# Built-in Data Structures

## List

### bisect

The built-in bisect module implements binary search and insertion into a sorted list. bisect.bisect() finds the location where an element should be inserted to keep it sorted.

In [2]:
c = [1, 2, 2, 2, 3, 4, 7]

import bisect
bisect.bisect(c, 2)

4

In [3]:
bisect.bisect(c, 5)

6

In [4]:
c

[1, 2, 2, 2, 3, 4, 7]

bisect.insort() actually inserts the element into that location

In [5]:
bisect.insort(c, 6)
c

[1, 2, 2, 2, 3, 4, 6, 7]

### enumerate

In [12]:
some_list = ['foo', 'bar', 'baz']

In [13]:
mapping = {}

In [14]:
for i, v in enumerate(some_list):
    mapping[v] = i

In [15]:
mapping

{'foo': 0, 'bar': 1, 'baz': 2}

In [17]:
sorted([7, 1, 9, 6, 0, 3, 2])

[0, 1, 2, 3, 6, 7, 9]

### zip

In [31]:
seq1 = ['foo', 'bar', 'baz']
seq2 = ['one', 'two', 'three']
zipped = zip(seq1, seq2)
list(zipped)

[('foo', 'one'), ('bar', 'two'), ('baz', 'three')]

In [32]:
seq3 = [False, True]
list(zip(seq1, seq2, seq3))

[('foo', 'one', False), ('bar', 'two', True)]

### enumerate + zip

In [25]:
for i, (a, b) in enumerate(zip(seq1, seq2)):
    print('{0}: {1}, {2}'.format(i, a, b))

0: foo, one
1: bar, two
2: baz, three


### unzip the zipped

In [33]:
pitchers = [('Nolan', 'Ryan'), ('Roger', 'Clemens'), ('Schilling', 'Curt')]
first_names, last_names = zip(*pitchers)
print(first_names)
print(last_names)

('Nolan', 'Roger', 'Schilling')
('Ryan', 'Clemens', 'Curt')


In [30]:
list(reversed(range(10)))

[9, 8, 7, 6, 5, 4, 3, 2, 1, 0]

## Dict

### Assigning

In [4]:
d1 = {'a':'some value', 'b':[1, 2, 3, 4]}
d1

{'a': 'some value', 'b': [1, 2, 3, 4]}

In [5]:
d1['b']

[1, 2, 3, 4]

In [6]:
d1[5] = 'some value'
d1

{'a': 'some value', 'b': [1, 2, 3, 4], 5: 'some value'}

### Creating dicts from sequences

In [21]:
''' equivalent to the following loop:
mapping = {}
for key, value in zip(key_list, value_list):
    mapping[key] = value
'''

mapping = dict(zip(range(1,6), ['a', 'b', 'c', 'd', 'e']))
mapping

{1: 'a', 2: 'b', 3: 'c', 4: 'd', 5: 'e'}

### Modify

In [7]:
del d1[5]
d1

{'a': 'some value', 'b': [1, 2, 3, 4]}

In [8]:
d1.update({'b': 'foo', 'c':12})

In [11]:
list(d1.keys())

['a', 'b', 'c']

In [12]:
list(d1.values())

['some value', 'foo', 12]

In [14]:
# You can merge one dict into another using the update method
d1.update({'b': 'foo', 'c': 20})
d1

{'a': 'some value', 'b': 'foo', 'c': 20}

### .setdefault()

dictionary.setdefault(keyname, value)

- If the key exist, this parameter has no effect.

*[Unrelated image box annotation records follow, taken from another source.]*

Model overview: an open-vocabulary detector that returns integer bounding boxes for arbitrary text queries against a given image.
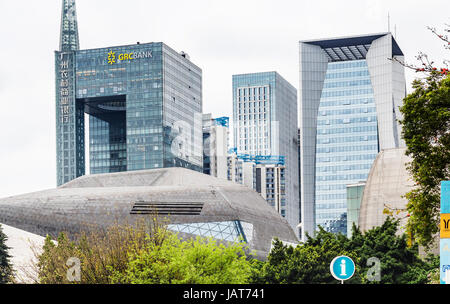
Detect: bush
[113,234,251,284]
[0,225,13,284]
[37,220,167,284]
[37,219,252,284]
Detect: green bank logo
[107,51,153,65]
[108,51,116,64]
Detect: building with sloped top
[0,168,298,258]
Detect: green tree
[345,217,436,284]
[252,227,361,284]
[400,76,450,246]
[252,218,439,284]
[400,27,450,247]
[112,234,252,284]
[0,225,13,284]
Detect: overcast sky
[0,0,450,197]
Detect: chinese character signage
[440,181,450,284]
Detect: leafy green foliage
[37,220,257,284]
[400,75,450,246]
[37,220,168,284]
[113,234,251,284]
[0,226,13,284]
[252,218,439,284]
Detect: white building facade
[299,33,406,239]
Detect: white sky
[0,0,450,197]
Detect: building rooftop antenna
[388,12,391,32]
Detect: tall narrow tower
[55,0,85,185]
[59,0,80,52]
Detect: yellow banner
[441,213,450,239]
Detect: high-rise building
[55,0,203,185]
[233,72,299,236]
[228,153,286,217]
[299,33,406,238]
[203,114,230,179]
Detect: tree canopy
[252,218,439,284]
[0,225,13,284]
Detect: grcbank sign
[107,50,153,65]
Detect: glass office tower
[55,0,203,185]
[315,60,378,234]
[299,33,406,239]
[233,72,299,238]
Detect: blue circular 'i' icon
[330,255,355,284]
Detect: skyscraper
[55,0,203,185]
[233,72,299,238]
[203,114,230,179]
[299,33,406,238]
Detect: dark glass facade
[56,43,202,185]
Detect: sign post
[439,181,450,284]
[330,255,355,284]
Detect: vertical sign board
[440,181,450,284]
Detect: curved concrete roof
[0,168,297,256]
[359,148,414,231]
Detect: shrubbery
[38,218,439,284]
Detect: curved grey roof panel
[300,32,404,61]
[0,168,297,257]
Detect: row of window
[321,88,373,98]
[316,145,378,153]
[328,60,367,70]
[317,135,378,144]
[316,164,372,172]
[319,104,376,116]
[316,173,368,182]
[325,69,370,79]
[317,116,377,126]
[316,153,377,163]
[323,79,372,89]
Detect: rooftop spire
[59,0,80,52]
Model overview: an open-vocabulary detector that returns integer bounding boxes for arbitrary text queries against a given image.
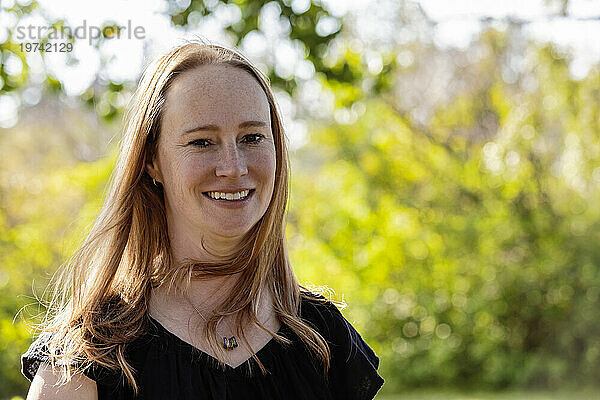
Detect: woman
[22,43,383,399]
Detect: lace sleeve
[300,294,384,400]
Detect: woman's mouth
[202,189,256,207]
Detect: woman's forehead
[163,65,270,130]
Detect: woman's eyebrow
[182,121,268,136]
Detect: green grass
[375,390,600,400]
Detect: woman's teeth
[207,190,250,200]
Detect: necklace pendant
[223,336,238,350]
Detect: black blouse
[21,298,384,400]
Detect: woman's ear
[146,158,162,183]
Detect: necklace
[185,296,238,350]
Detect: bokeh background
[0,0,600,399]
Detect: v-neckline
[148,315,286,371]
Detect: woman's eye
[244,133,265,143]
[189,139,210,147]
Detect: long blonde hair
[42,42,330,392]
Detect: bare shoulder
[27,364,98,400]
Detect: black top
[21,298,384,400]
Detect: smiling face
[147,65,276,252]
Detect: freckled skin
[147,65,276,260]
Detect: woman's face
[148,65,275,247]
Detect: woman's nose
[215,143,248,178]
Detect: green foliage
[288,34,600,392]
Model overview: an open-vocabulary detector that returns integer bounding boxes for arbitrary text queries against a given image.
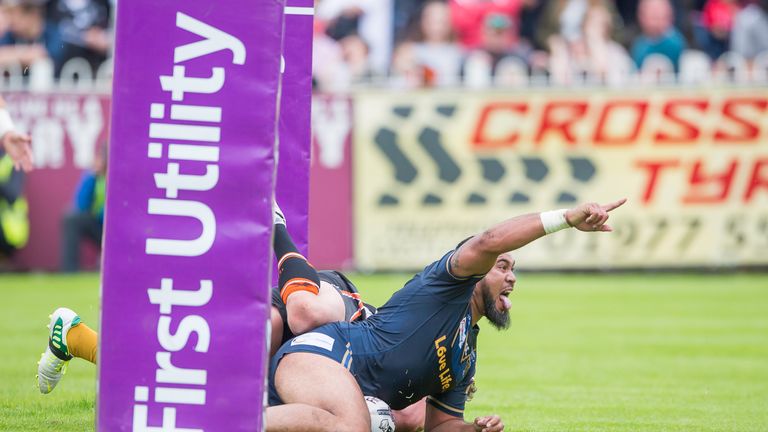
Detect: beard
[483,285,509,330]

- If the key does not exist, this value becomes the key's value

setdefault() returns the value of the key

In [6]:
words = ['apple', 'bat', 'bar', 'atom', 'book']

by_letter = {}
for word in words:
    letter = word[0]
    by_letter.setdefault(letter, []).append(word)
    '''
    假如letter的值是“a”，如果 by_letter 的 key 中尚无“a”，那么就把”a”作为 key 添加进去，并且把“a“对应的值设为空的 list 即 [];
    此时 by_letter.setdefault(letter, []) 返回的值是 a 的 value, 也就是一个空 list，所以可以直接用.append(word) 把 word 加进去。
    
    当第二次遇到 a 开头的值即"atom"时，by_letter.setdefault(letter, []) 返回的值将会是["apple"]，所以直接 .append("atom")
    '''
    print(by_letter)

{'a': ['apple']}
{'a': ['apple'], 'b': ['bat']}
{'a': ['apple'], 'b': ['bat', 'bar']}
{'a': ['apple', 'atom'], 'b': ['bat', 'bar']}
{'a': ['apple', 'atom'], 'b': ['bat', 'bar', 'book']}


## set

A set is an **unordered** collection of **unique** elements. You can think of them like dicts, but keys only, no values.

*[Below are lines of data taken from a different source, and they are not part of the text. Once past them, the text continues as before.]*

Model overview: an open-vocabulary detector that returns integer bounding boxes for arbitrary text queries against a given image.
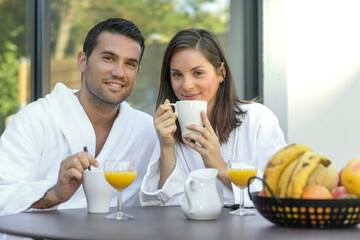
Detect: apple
[331,186,348,199]
[338,168,344,186]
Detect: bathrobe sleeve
[0,103,57,215]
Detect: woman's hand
[183,111,231,186]
[154,99,177,189]
[154,99,177,147]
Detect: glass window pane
[0,0,31,134]
[51,0,230,115]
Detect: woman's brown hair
[156,29,252,143]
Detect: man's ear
[220,62,226,79]
[77,51,86,73]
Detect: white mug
[181,168,222,220]
[82,171,114,213]
[169,100,207,134]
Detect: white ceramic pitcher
[182,168,221,220]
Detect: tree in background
[51,0,228,59]
[0,0,26,134]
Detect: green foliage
[0,41,19,133]
[0,0,27,134]
[51,0,228,57]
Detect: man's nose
[112,62,125,78]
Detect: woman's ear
[77,51,86,73]
[220,62,226,79]
[219,62,226,83]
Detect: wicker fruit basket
[248,177,360,228]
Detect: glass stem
[239,188,244,211]
[117,191,122,213]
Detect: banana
[307,159,339,191]
[276,158,300,198]
[264,143,312,197]
[285,151,331,198]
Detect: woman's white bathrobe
[0,83,160,215]
[140,103,286,206]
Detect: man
[0,18,159,215]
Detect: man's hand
[31,152,99,208]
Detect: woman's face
[170,49,225,112]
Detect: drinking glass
[104,160,136,220]
[227,159,257,216]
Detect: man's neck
[75,89,120,157]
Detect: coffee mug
[82,171,114,213]
[169,100,207,134]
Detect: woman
[140,29,286,206]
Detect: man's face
[79,32,141,105]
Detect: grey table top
[0,207,360,240]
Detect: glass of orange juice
[104,160,136,220]
[227,159,257,216]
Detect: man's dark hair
[83,18,145,64]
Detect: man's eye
[194,71,203,77]
[104,56,113,61]
[171,73,181,78]
[127,62,137,68]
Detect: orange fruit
[302,184,333,199]
[341,158,360,197]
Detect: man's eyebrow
[170,66,202,72]
[127,58,139,64]
[190,66,202,71]
[100,51,116,56]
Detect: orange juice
[105,172,136,191]
[228,169,257,189]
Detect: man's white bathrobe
[140,103,286,206]
[0,83,160,215]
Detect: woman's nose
[182,77,194,90]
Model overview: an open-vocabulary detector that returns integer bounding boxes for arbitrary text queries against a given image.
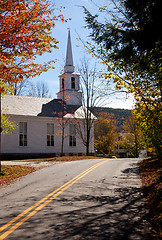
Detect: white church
[1,31,95,158]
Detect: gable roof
[2,95,80,117]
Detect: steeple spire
[65,29,74,72]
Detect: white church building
[1,31,95,158]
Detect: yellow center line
[0,160,102,232]
[0,160,110,240]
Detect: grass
[15,156,99,162]
[140,159,162,237]
[0,166,36,187]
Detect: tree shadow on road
[9,164,158,240]
[43,162,157,240]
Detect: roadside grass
[9,156,99,162]
[0,166,36,187]
[140,159,162,237]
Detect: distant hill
[91,107,132,131]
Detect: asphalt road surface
[0,159,157,240]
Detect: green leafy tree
[84,0,162,160]
[118,116,145,157]
[94,112,117,155]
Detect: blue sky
[32,0,133,109]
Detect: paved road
[0,159,157,240]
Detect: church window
[71,77,75,89]
[47,123,54,146]
[62,78,65,89]
[69,124,76,147]
[19,122,27,146]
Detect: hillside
[92,107,132,131]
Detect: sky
[32,0,133,109]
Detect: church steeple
[64,30,74,72]
[57,30,82,106]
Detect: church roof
[2,95,80,117]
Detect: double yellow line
[0,160,110,240]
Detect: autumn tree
[0,0,65,171]
[77,58,104,156]
[118,116,145,157]
[84,0,162,159]
[94,112,117,155]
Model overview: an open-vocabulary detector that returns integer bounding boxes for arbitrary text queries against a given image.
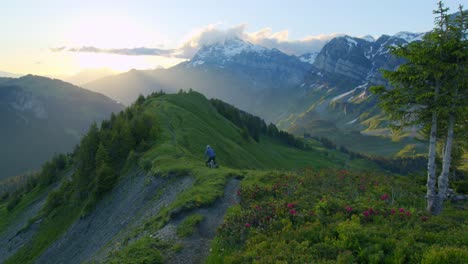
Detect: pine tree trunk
[426,111,438,213]
[426,81,440,214]
[434,113,455,215]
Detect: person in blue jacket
[204,145,216,166]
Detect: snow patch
[299,52,318,64]
[346,37,357,48]
[361,35,375,42]
[331,83,367,102]
[393,31,426,43]
[345,117,359,125]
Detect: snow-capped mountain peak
[192,38,268,64]
[299,52,319,64]
[392,31,426,43]
[361,35,375,42]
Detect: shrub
[421,247,468,264]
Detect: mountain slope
[278,32,425,156]
[84,38,311,121]
[0,75,122,179]
[0,92,375,263]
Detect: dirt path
[153,179,240,263]
[36,173,193,264]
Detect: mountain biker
[203,145,216,166]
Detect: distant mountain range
[0,75,123,179]
[84,32,424,156]
[59,68,115,85]
[0,71,22,78]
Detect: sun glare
[73,53,182,72]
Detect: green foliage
[210,99,307,149]
[208,169,468,263]
[177,214,203,237]
[421,247,468,264]
[7,94,160,263]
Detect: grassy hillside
[0,92,375,263]
[0,92,458,263]
[0,75,123,179]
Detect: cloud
[51,46,174,57]
[176,24,342,59]
[50,46,67,52]
[50,24,342,59]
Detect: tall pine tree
[372,2,468,214]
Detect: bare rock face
[8,89,47,119]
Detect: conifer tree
[372,2,468,214]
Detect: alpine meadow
[0,0,468,264]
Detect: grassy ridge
[2,92,373,263]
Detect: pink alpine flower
[380,194,389,201]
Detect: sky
[0,0,468,76]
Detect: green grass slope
[0,92,378,263]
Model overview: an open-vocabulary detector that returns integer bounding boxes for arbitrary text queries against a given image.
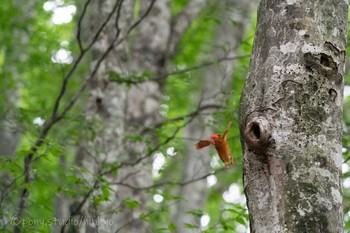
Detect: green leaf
[186,210,204,218]
[124,198,140,209]
[185,223,199,229]
[101,185,109,201]
[168,223,176,231]
[236,216,247,226]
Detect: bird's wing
[223,120,232,140]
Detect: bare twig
[110,54,250,85]
[14,0,155,233]
[113,167,227,191]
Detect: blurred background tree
[0,0,350,232]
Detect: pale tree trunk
[0,0,38,226]
[67,0,205,233]
[0,0,38,156]
[70,0,134,232]
[240,0,348,233]
[173,0,257,232]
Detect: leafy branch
[14,0,155,230]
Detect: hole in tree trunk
[251,124,260,140]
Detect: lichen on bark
[240,0,348,232]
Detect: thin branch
[154,104,225,128]
[110,54,250,85]
[14,0,155,233]
[112,167,227,191]
[77,0,91,53]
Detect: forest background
[0,0,350,232]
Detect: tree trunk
[71,0,205,233]
[240,0,348,233]
[173,0,257,230]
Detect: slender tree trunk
[240,0,348,233]
[173,0,257,232]
[67,0,205,233]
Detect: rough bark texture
[240,0,348,233]
[173,0,257,233]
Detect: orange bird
[196,120,235,168]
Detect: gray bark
[240,0,348,233]
[173,0,257,233]
[72,0,203,233]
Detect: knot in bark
[244,116,271,152]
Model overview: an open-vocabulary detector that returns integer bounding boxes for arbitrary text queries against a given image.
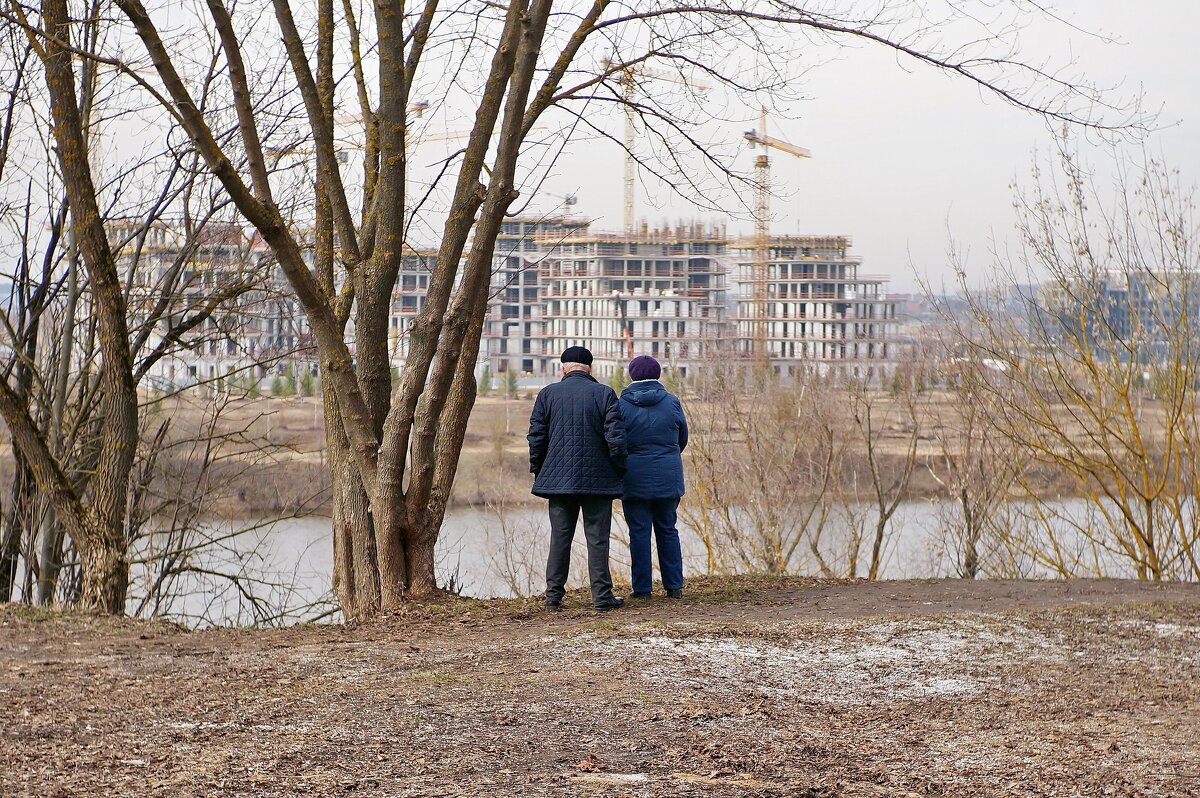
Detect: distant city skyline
[513,0,1200,292]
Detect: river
[131,500,1127,625]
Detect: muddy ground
[0,578,1200,798]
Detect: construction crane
[743,109,812,361]
[600,59,713,234]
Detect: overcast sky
[518,0,1200,292]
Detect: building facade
[733,235,900,378]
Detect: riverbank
[0,578,1200,798]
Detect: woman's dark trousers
[622,499,683,593]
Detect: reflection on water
[138,502,1121,625]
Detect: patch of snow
[576,620,1062,704]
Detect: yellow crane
[600,59,713,235]
[743,110,812,360]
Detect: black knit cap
[559,347,592,366]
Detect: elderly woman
[620,355,688,600]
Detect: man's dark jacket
[620,379,688,499]
[529,371,625,498]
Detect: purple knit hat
[629,355,662,382]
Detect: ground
[0,578,1200,798]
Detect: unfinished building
[733,235,899,378]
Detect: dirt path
[0,580,1200,798]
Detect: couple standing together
[529,347,688,612]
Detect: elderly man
[529,347,625,612]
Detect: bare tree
[680,365,845,574]
[940,143,1200,581]
[0,4,304,613]
[839,371,922,580]
[925,358,1020,580]
[7,0,1130,617]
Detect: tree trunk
[79,529,130,616]
[323,391,379,620]
[406,532,440,596]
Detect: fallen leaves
[575,751,608,773]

Elements of a set should be immutable.

In [23]:
a = {1, 2, 3, 4, 5}
b = set([3, 4, 5, 6, 7, 8])

### operations

In [24]:
a.union(b)
a | b

{1, 2, 3, 4, 5, 6, 7, 8}

In [25]:
a.intersection(b)
a & b

{3, 4, 5}

## List, Set, and Dict Comprehensions


In [8]:
# List Comprehension

strings = ['a', 'as', 'bat', 'car', 'dove', 'python']
[x.upper() for x in strings if len(x) > 2]

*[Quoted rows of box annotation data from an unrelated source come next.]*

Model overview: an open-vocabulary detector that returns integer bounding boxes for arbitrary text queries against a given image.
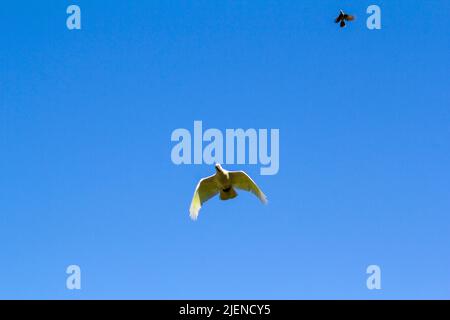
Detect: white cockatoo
[189,163,267,220]
[334,10,355,28]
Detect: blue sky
[0,0,450,299]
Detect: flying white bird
[334,10,355,28]
[189,163,267,220]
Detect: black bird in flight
[334,10,355,28]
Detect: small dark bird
[334,10,355,28]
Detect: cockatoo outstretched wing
[229,171,267,204]
[189,176,219,220]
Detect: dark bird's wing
[230,171,267,203]
[189,176,219,220]
[334,13,344,23]
[344,14,355,21]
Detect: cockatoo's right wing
[229,171,267,204]
[189,176,219,220]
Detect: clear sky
[0,0,450,299]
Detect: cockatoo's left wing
[189,176,219,220]
[229,171,267,204]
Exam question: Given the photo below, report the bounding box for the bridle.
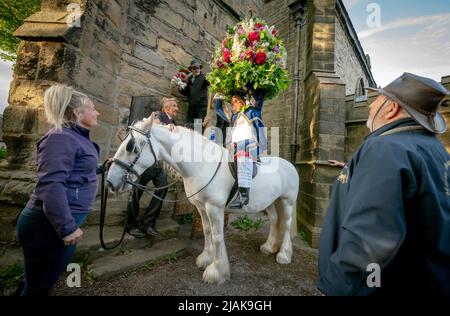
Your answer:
[113,124,223,203]
[100,124,223,250]
[113,125,158,183]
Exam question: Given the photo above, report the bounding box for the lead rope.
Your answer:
[100,160,128,250]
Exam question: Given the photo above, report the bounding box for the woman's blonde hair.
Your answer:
[44,84,89,130]
[161,98,177,110]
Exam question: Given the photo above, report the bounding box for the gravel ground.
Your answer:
[52,225,321,296]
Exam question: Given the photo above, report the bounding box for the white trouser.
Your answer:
[237,156,253,188]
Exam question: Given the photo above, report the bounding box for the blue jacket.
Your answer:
[318,119,450,295]
[215,95,267,155]
[26,124,99,238]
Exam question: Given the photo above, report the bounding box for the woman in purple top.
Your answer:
[17,85,99,295]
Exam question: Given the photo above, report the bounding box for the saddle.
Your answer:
[226,162,261,205]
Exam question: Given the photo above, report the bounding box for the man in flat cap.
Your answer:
[318,73,450,295]
[179,59,209,128]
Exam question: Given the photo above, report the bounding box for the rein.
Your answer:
[100,160,128,250]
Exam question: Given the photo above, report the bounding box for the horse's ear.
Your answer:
[144,112,155,132]
[126,138,135,153]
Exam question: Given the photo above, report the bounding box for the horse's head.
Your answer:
[106,118,158,192]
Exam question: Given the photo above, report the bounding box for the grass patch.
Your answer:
[231,215,264,231]
[0,264,23,289]
[176,213,194,225]
[298,230,308,242]
[76,253,98,285]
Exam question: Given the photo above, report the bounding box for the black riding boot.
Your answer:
[228,187,250,209]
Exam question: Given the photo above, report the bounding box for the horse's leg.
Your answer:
[259,202,280,255]
[277,198,295,264]
[195,207,213,269]
[203,205,230,284]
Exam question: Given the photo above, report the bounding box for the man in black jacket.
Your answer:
[127,98,178,238]
[179,59,209,128]
[318,73,450,295]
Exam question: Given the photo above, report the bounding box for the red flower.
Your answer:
[248,31,259,42]
[216,59,223,68]
[256,52,266,65]
[223,48,231,64]
[245,49,255,60]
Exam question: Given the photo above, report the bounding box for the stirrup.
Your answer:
[227,195,242,209]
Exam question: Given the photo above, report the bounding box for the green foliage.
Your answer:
[0,0,42,61]
[0,147,6,160]
[208,19,290,100]
[166,251,178,264]
[231,215,263,231]
[0,264,23,288]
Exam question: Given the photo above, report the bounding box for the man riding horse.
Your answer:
[215,90,267,209]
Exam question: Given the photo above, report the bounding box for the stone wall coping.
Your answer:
[304,70,345,86]
[14,11,80,39]
[336,0,376,86]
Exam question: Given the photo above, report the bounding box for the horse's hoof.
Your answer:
[259,243,277,255]
[203,264,230,284]
[277,252,291,264]
[195,253,212,270]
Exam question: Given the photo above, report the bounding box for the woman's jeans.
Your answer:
[17,208,88,295]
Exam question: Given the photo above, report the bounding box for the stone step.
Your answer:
[89,238,188,279]
[74,218,180,260]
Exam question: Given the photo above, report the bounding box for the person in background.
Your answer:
[17,84,99,296]
[318,73,450,296]
[179,59,209,128]
[127,98,179,238]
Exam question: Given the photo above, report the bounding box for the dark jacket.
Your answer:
[26,124,99,238]
[318,119,450,295]
[180,73,209,113]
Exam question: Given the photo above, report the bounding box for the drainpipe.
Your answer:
[288,0,307,165]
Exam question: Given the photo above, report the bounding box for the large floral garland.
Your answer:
[207,18,290,100]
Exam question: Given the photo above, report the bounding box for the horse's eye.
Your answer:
[117,129,128,142]
[127,138,135,153]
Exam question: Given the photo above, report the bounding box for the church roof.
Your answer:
[336,0,377,87]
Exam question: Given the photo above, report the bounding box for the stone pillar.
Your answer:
[0,0,89,241]
[296,0,345,247]
[0,0,128,241]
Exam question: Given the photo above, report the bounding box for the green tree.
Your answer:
[0,0,42,61]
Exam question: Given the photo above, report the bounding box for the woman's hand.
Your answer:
[203,116,209,127]
[106,158,114,167]
[167,123,175,132]
[63,228,83,246]
[328,160,345,168]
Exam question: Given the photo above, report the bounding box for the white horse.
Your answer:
[107,119,299,284]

['BAT', 'CAR', 'DOVE', 'PYTHON']

In [9]:
# Set comprehension
unique_lengths = {len(x) for x in strings}  # set 只保留不重复的值


In [29]:
# Dict comprehension
loc_mapping = {val: index for index, val in enumerate(strings)}
loc_mapping

{'a': 0, 'as': 1, 'bat': 2, 'car': 3, 'dove': 4, 'python': 5}

The for parts of the list comprehension are arranged according to the order of nesting, and any filter condition is put at the end as before. 

In [8]:
some_tuples = [(1, 2, 3), (4, 5, 6), (7, 8, 9)]
flattened = [x for tup in some_tuples for x in tup]
flattened

[1, 2, 3, 4, 5, 6, 7, 8, 9]

# Fuctions

In [1]:
states = ['  Alabama ', 'Georgia!', 'Georgia', 'georgia', 'FlOrIda', 
          'south carolina##', 'West virginia?']

import re

def clean_strings1(strings):
    result = []
    for value in strings:
        value = value.strip()
        value = re.sub('[!#?]', '', value)
        value = value.title()
        result.append(value)
    return result

clean_strings1(states)

['Alabama',
 'Georgia',
 'Georgia',
 'Georgia',
 'Florida',
 'South Carolina',
 'West Virginia']

## make a **list of the operations** you want to apply to a particular set of strings:

In [4]:
states = ['  Alabama ', 'Georgia!', 'Georgia', 'georgia', 'FlOrIda', 
          'south carolina##', 'West virginia?']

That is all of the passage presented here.